Taxi Travel-time Prediction


Taxi dispatch system is a complicated and challenging task given the traffic dynamics of a modern urban locality. A properly managed dispatch system reduces traffic congestion as well as improving local economy. Thus the real-time estimation of travel time for taxis is of great importance for existing electronic dispatch systems.

Current electronic dispatch system captures the geo-locations of different taxis at different point of time, thus generating the availability of taxis at the location where the booking is processed. But this collective information of the geo-locations and the time-stamp can cook much more in fact. It is a valuable source of information in predicting the future trip times, the traffic pattern and the demand of transportation generated at different locations.

Scenario 1:

A user books a Cab near Science City, Kolkata and the system shows him the available cabs nearby, the ones that are free roaming. Out of them, the best option, which is 15 minutes away from the booking location is allotted. But the system ignores the fact that a booked cab at that very moment, passing through Science City is about to terminate its trip within 5 minutes. As a result, this cab is going to be a better option than any other free cab in the vicinity. It is possible only if the system knows the trip time of every ride. It also aids in increasing the fuel efficiency by calculating the optimum path of travel.

Scenario 2:

 After finishing a trip, the cabs roam freely around and wait for the next booking. But the demand is pretty high in Salt Lake during the evening. Because the offices breaks off in the evening, there is a gamut of demand generated at that particular point of time in Salt Lake. A new driver in town is quite unlikely to know all these dynamics of a city, thus might miss some business opportunities due to this. A real time traffic condition and demand should be updated to every cab to optimize the positions of free cabs so as to minimize congestion and facilitate traffic movement.
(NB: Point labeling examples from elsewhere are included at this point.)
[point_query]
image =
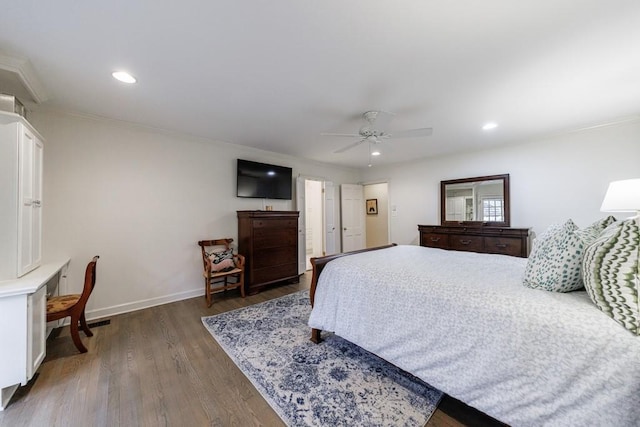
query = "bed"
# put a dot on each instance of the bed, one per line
(525, 357)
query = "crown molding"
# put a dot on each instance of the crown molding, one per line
(26, 74)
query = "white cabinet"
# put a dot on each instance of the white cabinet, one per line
(21, 152)
(36, 329)
(23, 327)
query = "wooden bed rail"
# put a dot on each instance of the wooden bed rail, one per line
(318, 264)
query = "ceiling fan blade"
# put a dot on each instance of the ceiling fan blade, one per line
(351, 135)
(350, 146)
(411, 133)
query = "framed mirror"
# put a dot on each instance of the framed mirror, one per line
(479, 201)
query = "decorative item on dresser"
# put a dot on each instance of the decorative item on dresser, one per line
(491, 240)
(269, 242)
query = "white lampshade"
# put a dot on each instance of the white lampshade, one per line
(622, 196)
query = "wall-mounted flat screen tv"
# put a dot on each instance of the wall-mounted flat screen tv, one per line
(263, 181)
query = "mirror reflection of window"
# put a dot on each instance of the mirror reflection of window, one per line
(492, 209)
(475, 200)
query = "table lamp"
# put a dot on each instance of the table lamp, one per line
(623, 196)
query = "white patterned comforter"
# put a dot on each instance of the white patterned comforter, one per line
(464, 323)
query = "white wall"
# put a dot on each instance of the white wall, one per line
(377, 225)
(141, 199)
(552, 179)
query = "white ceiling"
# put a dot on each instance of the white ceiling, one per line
(275, 74)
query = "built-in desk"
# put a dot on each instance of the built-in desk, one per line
(23, 324)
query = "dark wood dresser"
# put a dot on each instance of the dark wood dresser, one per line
(491, 240)
(269, 242)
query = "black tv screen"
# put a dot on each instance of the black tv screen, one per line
(263, 181)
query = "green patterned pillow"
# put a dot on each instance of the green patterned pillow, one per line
(554, 262)
(610, 268)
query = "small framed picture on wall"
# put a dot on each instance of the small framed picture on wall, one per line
(372, 206)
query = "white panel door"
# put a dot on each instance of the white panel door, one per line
(26, 200)
(36, 243)
(352, 213)
(302, 240)
(329, 218)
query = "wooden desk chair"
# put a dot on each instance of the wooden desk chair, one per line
(73, 305)
(222, 268)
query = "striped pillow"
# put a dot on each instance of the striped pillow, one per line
(610, 270)
(221, 261)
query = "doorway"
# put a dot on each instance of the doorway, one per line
(315, 200)
(313, 221)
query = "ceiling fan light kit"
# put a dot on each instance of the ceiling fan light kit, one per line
(372, 134)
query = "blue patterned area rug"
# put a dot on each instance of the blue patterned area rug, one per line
(335, 383)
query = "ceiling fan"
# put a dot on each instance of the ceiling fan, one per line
(372, 131)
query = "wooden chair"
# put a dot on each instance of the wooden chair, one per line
(215, 281)
(73, 305)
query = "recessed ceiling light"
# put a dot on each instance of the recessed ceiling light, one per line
(123, 76)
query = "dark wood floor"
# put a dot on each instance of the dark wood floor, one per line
(160, 367)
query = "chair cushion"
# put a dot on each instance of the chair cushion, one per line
(227, 273)
(221, 260)
(61, 303)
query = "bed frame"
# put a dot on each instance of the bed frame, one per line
(318, 264)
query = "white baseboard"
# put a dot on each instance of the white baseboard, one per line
(139, 305)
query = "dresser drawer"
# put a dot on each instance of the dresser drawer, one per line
(503, 245)
(274, 256)
(435, 240)
(462, 242)
(276, 239)
(274, 223)
(273, 273)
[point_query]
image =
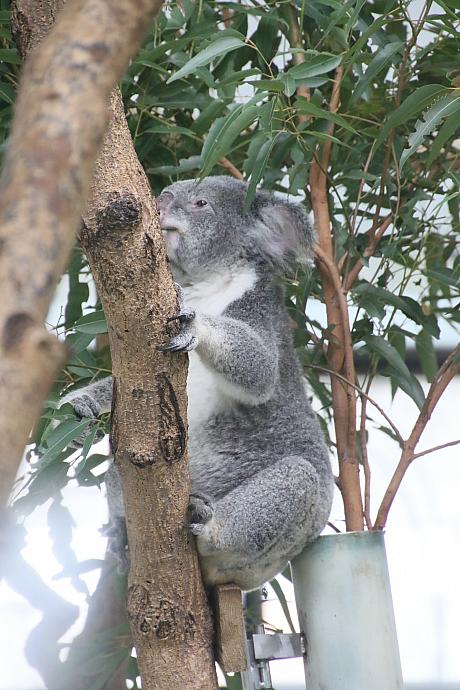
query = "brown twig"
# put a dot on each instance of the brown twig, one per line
(436, 448)
(340, 351)
(375, 235)
(447, 371)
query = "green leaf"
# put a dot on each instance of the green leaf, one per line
(444, 275)
(367, 294)
(168, 129)
(445, 106)
(381, 60)
(60, 438)
(258, 170)
(92, 324)
(307, 108)
(412, 106)
(448, 129)
(402, 376)
(314, 65)
(220, 46)
(427, 354)
(223, 133)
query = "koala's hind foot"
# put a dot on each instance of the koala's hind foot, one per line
(200, 511)
(260, 525)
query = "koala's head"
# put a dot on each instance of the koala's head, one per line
(206, 228)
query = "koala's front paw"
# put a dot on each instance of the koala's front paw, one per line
(118, 542)
(85, 406)
(200, 511)
(186, 339)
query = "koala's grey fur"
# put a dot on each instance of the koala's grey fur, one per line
(261, 476)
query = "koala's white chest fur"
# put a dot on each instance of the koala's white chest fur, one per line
(206, 392)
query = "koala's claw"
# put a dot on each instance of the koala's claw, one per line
(184, 316)
(86, 406)
(184, 341)
(180, 296)
(200, 511)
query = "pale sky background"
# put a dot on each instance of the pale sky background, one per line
(422, 547)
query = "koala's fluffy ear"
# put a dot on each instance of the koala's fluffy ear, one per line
(281, 233)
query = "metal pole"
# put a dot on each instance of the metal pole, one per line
(345, 609)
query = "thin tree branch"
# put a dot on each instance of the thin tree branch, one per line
(436, 448)
(446, 373)
(340, 351)
(366, 466)
(374, 239)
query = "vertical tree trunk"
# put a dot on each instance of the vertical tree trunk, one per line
(59, 121)
(167, 606)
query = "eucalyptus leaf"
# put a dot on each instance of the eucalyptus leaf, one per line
(314, 65)
(222, 45)
(446, 106)
(399, 371)
(380, 61)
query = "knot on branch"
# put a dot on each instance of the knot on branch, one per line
(140, 459)
(123, 211)
(161, 618)
(172, 433)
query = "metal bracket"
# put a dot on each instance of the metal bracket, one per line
(262, 648)
(278, 646)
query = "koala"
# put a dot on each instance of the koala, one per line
(262, 482)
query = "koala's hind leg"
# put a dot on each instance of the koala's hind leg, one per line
(260, 525)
Keeping these shortcomings of the existing system in mind, our project involves developing a model for predicting the travel time for a particular cab along different routes in a rectangular map of Porto. The output is based on several factors derived from floating car data, like –

CALL TYPE:(online/on road)
ORIGIN CALL: The identity of the caller
ORIGIN STAND: It contains a unique identifier for the taxi stand.
TAXI ID: (Integer): The unique ID of the taxis that are enrolled in the system.
TIMESTAMP: Unix Timestamp (in seconds). It identifies the trip’s start time.
DAYTYPE: It identifies the type of the day in which the trip starts. (Holiday, Day before Holiday, Weekday).
MISSING DATA: It is FALSE when the GPS data stream is complete and TRUE whenever one (or more) locations are missing.
POLYLINE: The array of geo-locations of a particular trip

Data can be collected in two ways –

  1. Sensors placed across the street
  2. Floating Car Data

FCD are the position fixes of the vehicles traversing in the city throughout the day. FCD is pretty effective despite the infrequent data stream because of its accuracy and inexpensive infrastructure cost.
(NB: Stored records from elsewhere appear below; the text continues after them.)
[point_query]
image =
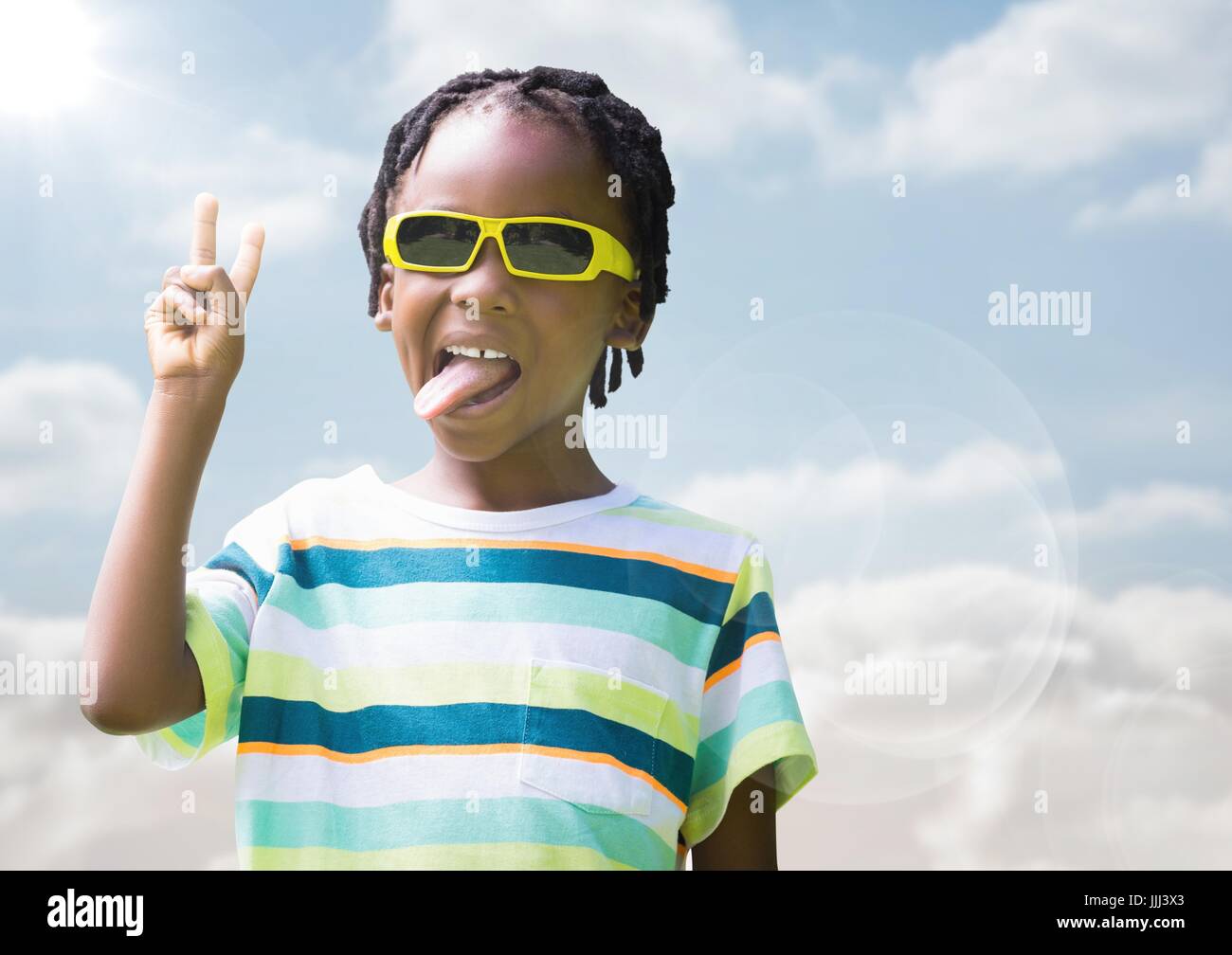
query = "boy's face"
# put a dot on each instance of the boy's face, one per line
(496, 165)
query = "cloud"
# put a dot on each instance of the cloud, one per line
(1119, 75)
(764, 499)
(66, 438)
(292, 185)
(1159, 505)
(1207, 195)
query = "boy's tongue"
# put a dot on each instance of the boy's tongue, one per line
(460, 381)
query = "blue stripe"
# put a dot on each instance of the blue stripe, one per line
(303, 722)
(752, 618)
(700, 598)
(235, 558)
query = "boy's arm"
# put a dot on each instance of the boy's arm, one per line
(744, 839)
(148, 676)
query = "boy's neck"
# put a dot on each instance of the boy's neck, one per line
(518, 479)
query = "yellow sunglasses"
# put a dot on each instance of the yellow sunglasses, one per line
(534, 246)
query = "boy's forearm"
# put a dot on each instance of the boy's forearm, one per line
(136, 623)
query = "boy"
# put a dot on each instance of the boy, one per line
(504, 659)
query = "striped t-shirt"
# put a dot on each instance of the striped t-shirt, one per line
(414, 685)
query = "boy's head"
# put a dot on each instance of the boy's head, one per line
(508, 143)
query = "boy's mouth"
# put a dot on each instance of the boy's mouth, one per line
(467, 371)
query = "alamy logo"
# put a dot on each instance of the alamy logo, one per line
(72, 910)
(1042, 308)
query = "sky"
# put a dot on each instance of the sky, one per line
(1047, 509)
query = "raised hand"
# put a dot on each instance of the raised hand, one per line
(195, 328)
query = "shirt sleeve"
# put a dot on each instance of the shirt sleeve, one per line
(750, 713)
(222, 599)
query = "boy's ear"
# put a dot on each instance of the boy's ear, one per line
(628, 328)
(383, 318)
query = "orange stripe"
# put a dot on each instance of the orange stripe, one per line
(711, 573)
(717, 676)
(315, 749)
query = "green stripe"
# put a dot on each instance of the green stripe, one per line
(663, 626)
(785, 743)
(459, 856)
(448, 823)
(439, 684)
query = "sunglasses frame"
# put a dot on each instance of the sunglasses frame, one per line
(608, 254)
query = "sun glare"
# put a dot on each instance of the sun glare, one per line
(45, 58)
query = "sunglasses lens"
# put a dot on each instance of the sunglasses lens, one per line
(436, 241)
(549, 248)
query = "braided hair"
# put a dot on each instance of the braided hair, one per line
(620, 132)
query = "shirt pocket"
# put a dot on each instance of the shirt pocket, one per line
(590, 738)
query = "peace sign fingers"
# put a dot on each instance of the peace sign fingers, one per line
(205, 229)
(247, 259)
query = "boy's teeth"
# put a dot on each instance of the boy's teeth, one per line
(475, 352)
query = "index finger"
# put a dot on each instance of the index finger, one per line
(247, 259)
(205, 229)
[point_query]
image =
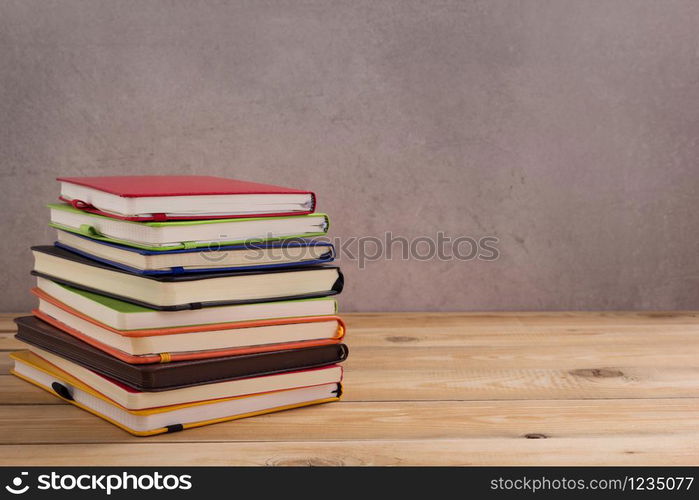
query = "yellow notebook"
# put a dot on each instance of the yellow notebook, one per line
(164, 419)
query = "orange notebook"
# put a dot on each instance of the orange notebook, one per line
(193, 341)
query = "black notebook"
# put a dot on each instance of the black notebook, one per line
(187, 290)
(176, 374)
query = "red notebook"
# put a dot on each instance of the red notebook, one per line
(182, 197)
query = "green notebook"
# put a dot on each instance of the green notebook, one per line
(123, 315)
(208, 234)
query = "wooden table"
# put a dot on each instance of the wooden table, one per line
(434, 389)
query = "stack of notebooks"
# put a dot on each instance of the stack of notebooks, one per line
(170, 302)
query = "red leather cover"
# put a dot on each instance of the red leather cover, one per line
(139, 186)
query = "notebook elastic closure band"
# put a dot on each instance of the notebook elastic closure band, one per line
(79, 204)
(62, 391)
(88, 230)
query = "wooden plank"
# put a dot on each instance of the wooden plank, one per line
(463, 383)
(461, 329)
(350, 421)
(488, 358)
(456, 380)
(606, 450)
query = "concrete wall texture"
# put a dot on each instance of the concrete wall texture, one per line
(568, 129)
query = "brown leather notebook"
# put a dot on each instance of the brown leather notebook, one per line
(176, 374)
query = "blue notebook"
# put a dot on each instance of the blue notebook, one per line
(251, 256)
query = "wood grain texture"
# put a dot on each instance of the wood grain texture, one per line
(430, 389)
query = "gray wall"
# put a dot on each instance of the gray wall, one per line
(568, 129)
The architecture involves detecting the path of a vehicle during the trip, then matching the positions to corresponding grid indexes, then throw it to form several ensemble methods of classification or regression (according to need). While predicting we only need to set the exploratory variables and the model will give us the shortest path and the time required to cover that.

1Motion Detection
Since the incoming streams of traffic data come from taxi cabs, delivery vehicles, or other commercial fleet vehicles, there will always be a certain amount of ambiguity between a slowdown in traffic and a commercial stop by the vehicle. (i.e. for a taxi customer, or a delivery vehicle dropping off packages). Therefore, any further processing must clean out all unwanted stops that are in the GPS logs.
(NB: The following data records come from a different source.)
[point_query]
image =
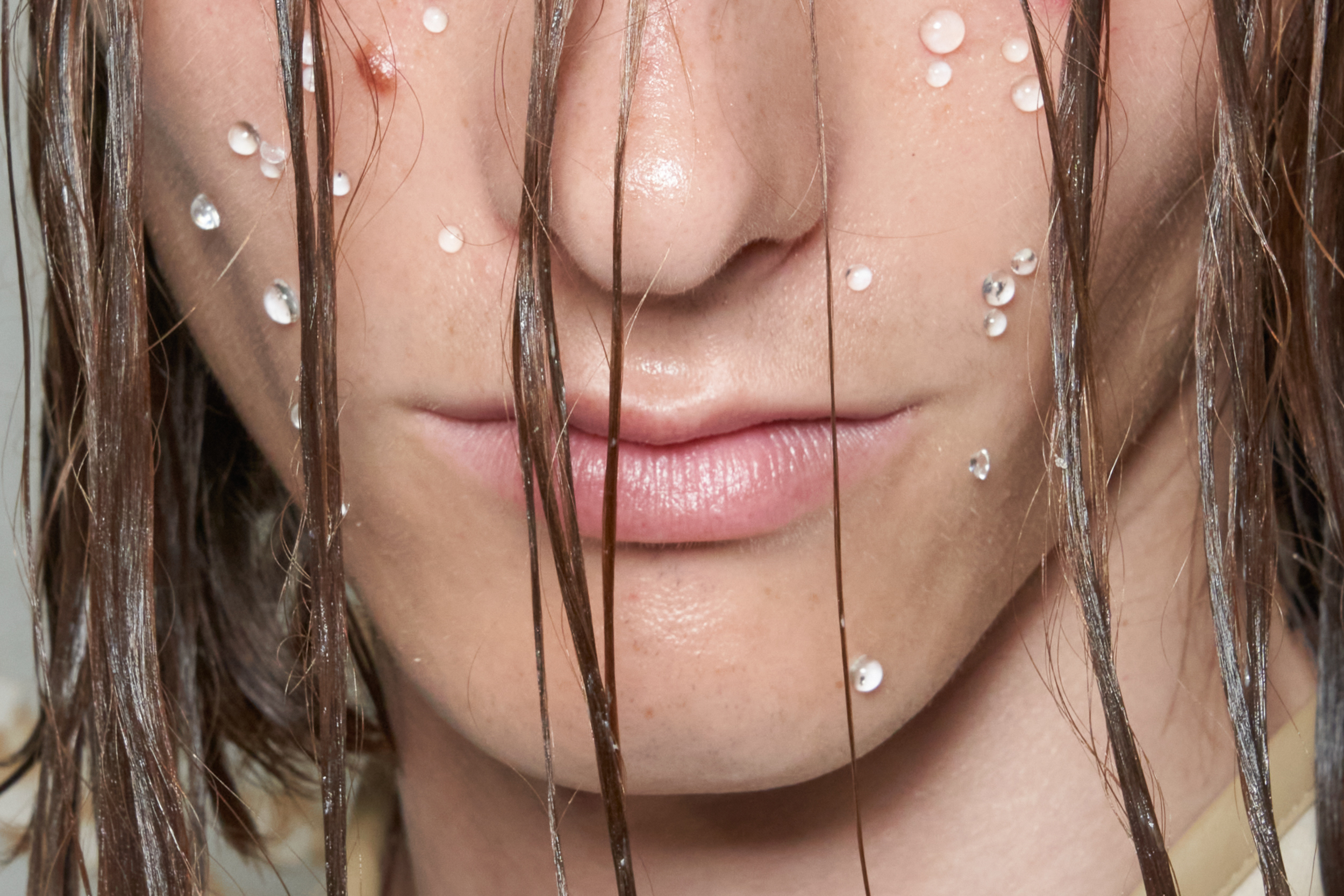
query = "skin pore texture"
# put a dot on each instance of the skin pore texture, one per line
(730, 676)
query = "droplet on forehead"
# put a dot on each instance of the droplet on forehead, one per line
(280, 303)
(864, 673)
(451, 240)
(858, 277)
(980, 465)
(939, 74)
(203, 213)
(942, 31)
(1015, 50)
(999, 288)
(434, 19)
(1026, 95)
(1025, 262)
(275, 154)
(242, 139)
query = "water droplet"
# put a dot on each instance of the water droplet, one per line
(273, 154)
(1026, 95)
(864, 673)
(1025, 262)
(999, 288)
(451, 240)
(939, 74)
(434, 19)
(942, 31)
(244, 139)
(858, 277)
(280, 303)
(1015, 50)
(980, 465)
(203, 213)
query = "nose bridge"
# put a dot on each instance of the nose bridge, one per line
(705, 173)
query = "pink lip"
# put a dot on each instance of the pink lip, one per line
(724, 486)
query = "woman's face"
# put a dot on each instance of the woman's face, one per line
(727, 642)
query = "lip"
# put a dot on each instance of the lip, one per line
(678, 484)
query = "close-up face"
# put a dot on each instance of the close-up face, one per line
(726, 628)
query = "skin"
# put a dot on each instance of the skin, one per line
(730, 675)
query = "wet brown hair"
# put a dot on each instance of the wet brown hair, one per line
(168, 634)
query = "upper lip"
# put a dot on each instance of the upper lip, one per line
(656, 425)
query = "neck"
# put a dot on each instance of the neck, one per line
(996, 781)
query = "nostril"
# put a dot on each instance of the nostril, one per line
(706, 184)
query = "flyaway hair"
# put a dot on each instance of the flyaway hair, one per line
(181, 593)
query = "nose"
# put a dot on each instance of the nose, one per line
(721, 151)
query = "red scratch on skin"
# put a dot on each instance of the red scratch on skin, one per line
(377, 66)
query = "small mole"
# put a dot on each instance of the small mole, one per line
(377, 66)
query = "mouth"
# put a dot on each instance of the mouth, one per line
(678, 484)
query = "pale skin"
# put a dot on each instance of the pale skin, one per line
(729, 656)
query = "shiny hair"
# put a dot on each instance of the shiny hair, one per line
(168, 634)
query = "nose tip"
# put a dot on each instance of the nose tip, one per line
(707, 171)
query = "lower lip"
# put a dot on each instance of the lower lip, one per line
(735, 485)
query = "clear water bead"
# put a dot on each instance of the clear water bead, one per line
(1015, 50)
(434, 19)
(281, 305)
(1026, 95)
(999, 288)
(942, 31)
(939, 74)
(451, 240)
(980, 465)
(244, 139)
(1025, 262)
(864, 673)
(273, 154)
(858, 277)
(203, 213)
The vehicle while hired starts transmitting its position at 15 seconds interval, thus due to the slowdown in traffic a clutter of points around the same stop will recur. Thus a cleaned up data is required to describe the trip in terms of evenly spaced geo-points. Moreover, as we require a set of explanatory variables in predictive analytics, we need the trip to be represented in terms of predefined variables. Here, the variables are the edges between the predefined points, known as the Standard Points spread across the city, whose value represents the average velocity at that road segment in one approach and approximate time of travel along that edge.

 # Getting all the location points
all_location = []
for i in range(len(main_data)):
all_location += main_data.iloc[i].POLYLINE
all_location = [list(x) for x in set(tuple(x) for x in all_location)]

Grid Matching
In order to create a set of Standard Points along the city, we use our training data, a set of 1.7 million observations (trip) of different cars running throughout the day during the period of a month and the polyline variable of each. The polyline variable is an array of points with latitude, longitude and timestamp {x1, y1, t1}.The maximum and minimum longitude and latitudes are used to draw the rectangle of interest. Now this rectangle is divided using several grids placed 100 meters apart. The conversion of longitude and latitude to distance notion is done using the Haversine Distance.

2where, 3

d : the distance between the two points (along a great circle of the sphere),
r : the radius of the sphere,
∅_1, ∅_2: latitude of point 1 and latitude of point 2
𝜆_1,𝜆_2  : longitude of point 1 and longitude of point 2
After that, the locations that the car traversed through are imposed on this grid. (Green – Start, Yellow – End)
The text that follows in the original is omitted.